Bölüm 1

168K 5.3K 729
                                    

Multi medya: Elif

***

İnstagram: pembekalemhikayeleri

**

Bölüm Şarkısı: Kelly Clarkson – A Moment Like This

**

İnsanlar hayal kurardı. Bazıları iyi bir öğretmen olmak ister, bazıları doktor, bazıları da belki pilot olmanın hayallerini kurardı. Bazı insanlar da vardır ki; onların hayalleri daha farklıdır. Onlar klasik bir hayalin içinde değillerdir, onlar ilkokulda öğretilen meslekleri icra etmek istemezler. Onlar bir yıldız olmak isterler. Bir yıldız olmanın hayaliyle yaşarlar. Ve günün sonunda sadece çok azı hayal kurmakla kalmayıp, onların bazı peşinden koşarlardı.

Ben Elif Alsancak, bir yıldız olmanın hayallerini senelerdir kuruyordum ve şimdi harekete geçmenin vakti gelmişti.

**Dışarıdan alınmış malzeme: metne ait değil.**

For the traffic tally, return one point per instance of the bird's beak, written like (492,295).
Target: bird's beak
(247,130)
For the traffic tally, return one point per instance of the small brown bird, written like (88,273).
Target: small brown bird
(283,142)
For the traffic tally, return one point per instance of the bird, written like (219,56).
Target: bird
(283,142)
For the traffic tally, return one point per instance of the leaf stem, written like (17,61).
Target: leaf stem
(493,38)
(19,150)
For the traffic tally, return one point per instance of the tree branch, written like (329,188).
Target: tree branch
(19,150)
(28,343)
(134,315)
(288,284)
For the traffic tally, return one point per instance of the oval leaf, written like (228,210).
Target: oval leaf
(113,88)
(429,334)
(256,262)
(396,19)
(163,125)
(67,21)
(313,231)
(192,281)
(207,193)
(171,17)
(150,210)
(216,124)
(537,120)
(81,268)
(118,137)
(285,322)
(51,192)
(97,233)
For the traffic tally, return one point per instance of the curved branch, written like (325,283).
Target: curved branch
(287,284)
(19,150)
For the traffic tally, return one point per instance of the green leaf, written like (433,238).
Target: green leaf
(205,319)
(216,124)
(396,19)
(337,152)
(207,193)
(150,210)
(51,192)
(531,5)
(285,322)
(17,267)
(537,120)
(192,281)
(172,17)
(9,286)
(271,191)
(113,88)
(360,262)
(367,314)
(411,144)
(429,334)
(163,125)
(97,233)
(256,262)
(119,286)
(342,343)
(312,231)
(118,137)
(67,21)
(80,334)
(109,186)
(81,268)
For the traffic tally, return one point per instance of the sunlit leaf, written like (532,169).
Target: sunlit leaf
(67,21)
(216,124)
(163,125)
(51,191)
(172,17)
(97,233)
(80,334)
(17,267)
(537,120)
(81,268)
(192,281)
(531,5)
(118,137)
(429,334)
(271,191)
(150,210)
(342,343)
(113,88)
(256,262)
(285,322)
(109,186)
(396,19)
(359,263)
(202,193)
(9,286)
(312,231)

Ben bir yazar olacaktım; insanlara ilham verip, benim gibi ümitsizliğe kapılınca yalnız hissedenlerin dostu olacaktım. Artık yazdıklarımı dünyaya ulaştırmanın zamanıydı ve bugün yeni hayatımın ilk günüydü.

Uzun süren ders çalışma maratonumdan sonra sonunda ailemin istediği üniversiteyi kazanmıştım. Bu durum beni gariptir ki rahatsız etmek yerine mutlu ediyordu. Evet, belki iletişim ya da edebiyat okumak, yazar olma hayallerime ulaşmamı daha kolay gerçekleştirebilirdi ama benim kolayı seçtiğim nerede görülmüştü!

Ailem, ortalama bir Türk ailesiyle aynı ekonomik koşullara sahipti ve benim geleceğimi garanti altına almam için daha elle tutulur yani onların tabiriyle daha çok para kazandıran bir meslek seçmem lazımdı. Yazmak benim için sanattı ve ben de bir başka sanat dalını, mimar olmayı seçtim. Evet, kabul ediyorum ki iyi bir sayısal öğrencisiyim ama sözelde de rakibim yoktu. Hem mimar olup hem de yazar olabilirdim pek ala. Fakat tüm bunları başarmak için öncelikle okula gitmem lazımdı.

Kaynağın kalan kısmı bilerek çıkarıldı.